A 3ª Câmara de Direito Público do Tribunal de Justiça de São Paulo manteve multa aplicada pela Fundação de Proteção e Defesa do Consumidor de São Paulo (Procon/SP) a uma empresa fabricante de desodorante por infração ao dever de informação ao consumidor. De acordo com a decisão, o texto do rótulo foi impresso com tamanho de letra e espaçamento inadequados, a ponto de dificultar a compreensão, “configurando falta de ostensividade”.

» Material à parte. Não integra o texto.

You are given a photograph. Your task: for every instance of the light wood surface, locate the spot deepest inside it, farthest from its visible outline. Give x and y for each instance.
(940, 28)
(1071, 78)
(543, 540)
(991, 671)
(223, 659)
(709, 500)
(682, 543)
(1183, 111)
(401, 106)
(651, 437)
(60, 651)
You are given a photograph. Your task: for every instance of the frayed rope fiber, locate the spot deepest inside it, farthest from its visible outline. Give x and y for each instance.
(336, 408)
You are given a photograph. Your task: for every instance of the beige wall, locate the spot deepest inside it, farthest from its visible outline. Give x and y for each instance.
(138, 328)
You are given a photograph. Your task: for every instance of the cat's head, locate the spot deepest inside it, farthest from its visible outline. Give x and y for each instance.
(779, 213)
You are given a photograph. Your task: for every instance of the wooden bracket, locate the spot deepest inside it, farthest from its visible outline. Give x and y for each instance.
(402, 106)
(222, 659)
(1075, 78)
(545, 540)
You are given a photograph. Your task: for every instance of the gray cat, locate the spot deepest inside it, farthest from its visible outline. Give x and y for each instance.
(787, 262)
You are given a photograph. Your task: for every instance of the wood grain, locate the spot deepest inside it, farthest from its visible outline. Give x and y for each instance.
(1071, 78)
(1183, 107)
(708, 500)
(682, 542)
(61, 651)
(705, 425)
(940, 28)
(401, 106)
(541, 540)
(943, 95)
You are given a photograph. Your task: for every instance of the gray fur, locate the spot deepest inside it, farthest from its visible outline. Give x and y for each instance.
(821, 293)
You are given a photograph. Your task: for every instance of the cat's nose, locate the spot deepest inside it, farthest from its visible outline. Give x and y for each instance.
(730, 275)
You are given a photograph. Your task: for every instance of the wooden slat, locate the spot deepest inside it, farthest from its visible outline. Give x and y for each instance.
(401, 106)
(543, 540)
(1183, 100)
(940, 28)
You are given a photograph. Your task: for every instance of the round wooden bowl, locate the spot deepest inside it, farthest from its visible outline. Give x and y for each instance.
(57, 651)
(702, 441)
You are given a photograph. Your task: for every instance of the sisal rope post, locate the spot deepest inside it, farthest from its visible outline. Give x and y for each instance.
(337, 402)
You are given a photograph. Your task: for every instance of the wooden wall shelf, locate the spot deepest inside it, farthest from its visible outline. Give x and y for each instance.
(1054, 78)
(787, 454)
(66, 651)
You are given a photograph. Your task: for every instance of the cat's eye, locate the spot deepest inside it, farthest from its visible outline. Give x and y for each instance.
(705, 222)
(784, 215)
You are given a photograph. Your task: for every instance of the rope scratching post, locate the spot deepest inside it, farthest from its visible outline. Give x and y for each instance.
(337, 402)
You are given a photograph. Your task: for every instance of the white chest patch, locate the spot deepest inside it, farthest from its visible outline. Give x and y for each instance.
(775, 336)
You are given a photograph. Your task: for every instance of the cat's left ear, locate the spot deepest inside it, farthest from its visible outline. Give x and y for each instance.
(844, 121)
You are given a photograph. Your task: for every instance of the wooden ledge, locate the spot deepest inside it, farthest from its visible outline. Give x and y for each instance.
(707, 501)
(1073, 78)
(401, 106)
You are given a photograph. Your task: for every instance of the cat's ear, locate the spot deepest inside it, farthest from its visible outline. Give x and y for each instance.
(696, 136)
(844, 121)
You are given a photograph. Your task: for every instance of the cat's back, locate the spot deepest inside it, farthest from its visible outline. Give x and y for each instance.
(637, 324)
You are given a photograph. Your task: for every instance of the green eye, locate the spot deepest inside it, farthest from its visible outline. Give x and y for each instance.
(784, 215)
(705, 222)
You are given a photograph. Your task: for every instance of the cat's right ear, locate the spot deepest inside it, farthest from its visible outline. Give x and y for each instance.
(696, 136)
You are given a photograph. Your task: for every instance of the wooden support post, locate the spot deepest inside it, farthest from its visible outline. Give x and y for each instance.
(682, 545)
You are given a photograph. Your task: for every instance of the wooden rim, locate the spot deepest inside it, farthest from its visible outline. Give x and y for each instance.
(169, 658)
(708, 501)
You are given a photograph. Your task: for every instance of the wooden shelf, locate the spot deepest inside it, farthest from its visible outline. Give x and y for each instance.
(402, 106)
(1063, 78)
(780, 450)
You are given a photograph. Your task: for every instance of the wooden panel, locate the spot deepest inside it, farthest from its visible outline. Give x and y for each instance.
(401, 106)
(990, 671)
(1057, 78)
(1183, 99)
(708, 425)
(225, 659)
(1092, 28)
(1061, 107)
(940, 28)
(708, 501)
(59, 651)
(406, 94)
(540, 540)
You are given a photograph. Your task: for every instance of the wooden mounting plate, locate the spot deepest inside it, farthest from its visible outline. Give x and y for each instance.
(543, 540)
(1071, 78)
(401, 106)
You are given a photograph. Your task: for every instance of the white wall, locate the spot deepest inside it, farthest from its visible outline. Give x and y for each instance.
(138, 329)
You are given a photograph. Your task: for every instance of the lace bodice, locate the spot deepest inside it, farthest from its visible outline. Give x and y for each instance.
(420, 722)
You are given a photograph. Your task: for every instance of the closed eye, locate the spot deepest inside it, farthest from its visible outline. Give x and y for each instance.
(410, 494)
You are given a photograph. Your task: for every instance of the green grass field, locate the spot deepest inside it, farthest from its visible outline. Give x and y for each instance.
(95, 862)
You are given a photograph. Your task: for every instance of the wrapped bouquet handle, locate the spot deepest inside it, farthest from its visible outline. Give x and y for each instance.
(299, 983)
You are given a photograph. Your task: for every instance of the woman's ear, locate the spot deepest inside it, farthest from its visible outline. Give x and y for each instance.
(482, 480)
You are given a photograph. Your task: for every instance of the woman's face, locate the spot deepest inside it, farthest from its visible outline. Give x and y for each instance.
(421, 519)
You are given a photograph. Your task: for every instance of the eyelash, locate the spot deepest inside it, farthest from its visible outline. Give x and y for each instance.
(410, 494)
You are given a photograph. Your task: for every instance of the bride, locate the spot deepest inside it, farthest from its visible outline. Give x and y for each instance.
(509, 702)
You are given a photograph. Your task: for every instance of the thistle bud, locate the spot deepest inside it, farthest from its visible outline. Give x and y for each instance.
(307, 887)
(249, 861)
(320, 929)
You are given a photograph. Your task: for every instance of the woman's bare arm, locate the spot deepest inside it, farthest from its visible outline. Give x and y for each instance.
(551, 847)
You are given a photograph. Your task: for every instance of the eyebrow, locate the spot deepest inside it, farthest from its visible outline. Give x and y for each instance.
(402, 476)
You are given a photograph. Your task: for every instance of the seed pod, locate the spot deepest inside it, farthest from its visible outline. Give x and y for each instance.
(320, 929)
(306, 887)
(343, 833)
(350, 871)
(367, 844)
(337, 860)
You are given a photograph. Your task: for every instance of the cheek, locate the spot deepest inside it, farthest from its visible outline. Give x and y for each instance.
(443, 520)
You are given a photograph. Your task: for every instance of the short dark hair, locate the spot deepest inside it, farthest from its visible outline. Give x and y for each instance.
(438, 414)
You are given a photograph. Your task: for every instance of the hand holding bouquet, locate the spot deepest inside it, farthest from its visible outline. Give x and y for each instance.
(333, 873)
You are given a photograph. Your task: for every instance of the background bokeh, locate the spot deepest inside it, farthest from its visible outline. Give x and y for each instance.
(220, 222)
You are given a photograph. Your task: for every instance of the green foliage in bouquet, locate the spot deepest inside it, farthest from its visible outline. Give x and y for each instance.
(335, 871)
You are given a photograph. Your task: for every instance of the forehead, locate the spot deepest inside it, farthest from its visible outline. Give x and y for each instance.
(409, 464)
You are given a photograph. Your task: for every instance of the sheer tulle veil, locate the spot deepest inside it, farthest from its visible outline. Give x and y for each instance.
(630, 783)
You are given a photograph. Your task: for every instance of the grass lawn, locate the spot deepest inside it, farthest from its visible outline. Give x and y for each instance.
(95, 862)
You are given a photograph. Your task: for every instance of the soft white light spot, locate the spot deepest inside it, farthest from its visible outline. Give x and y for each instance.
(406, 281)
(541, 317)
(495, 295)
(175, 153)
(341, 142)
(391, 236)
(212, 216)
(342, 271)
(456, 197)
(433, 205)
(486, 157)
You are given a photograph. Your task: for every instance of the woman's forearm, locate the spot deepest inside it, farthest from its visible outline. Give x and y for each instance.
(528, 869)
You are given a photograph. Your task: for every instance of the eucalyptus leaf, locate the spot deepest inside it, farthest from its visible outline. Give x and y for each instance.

Segundo o relator da apelação, desembargador Marrey Uint, “a informação clara e adequada sobre os produtos e serviços é direito básico do consumidor”. “O artigo 31 do Código de Defesa do Consumidor preceitua que toda oferta e apresentação de produtos e serviços devem assegurar informações corretas, claras, precisas e ostensivas, sobre todas suas características (preço, validade, qualidade, etc.)”, escreveu o magistrado em seu voto. Ao analisar o produto, o relator chegou à conclusão de que “efetivamente há dificuldade de visibilidade e de leitura do texto, principalmente quando o fundo é em preto e a letra em branco”.

Para o desembargador também não prospera o argumento de que o desodorante foi aprovado pela Agência Nacional de Vigilância Sanitária (Anvisa), já que a autorização de comercialização “não exime a apelante de cumprir as regras estabelecidas pelo Código de Defesa do Consumidor”.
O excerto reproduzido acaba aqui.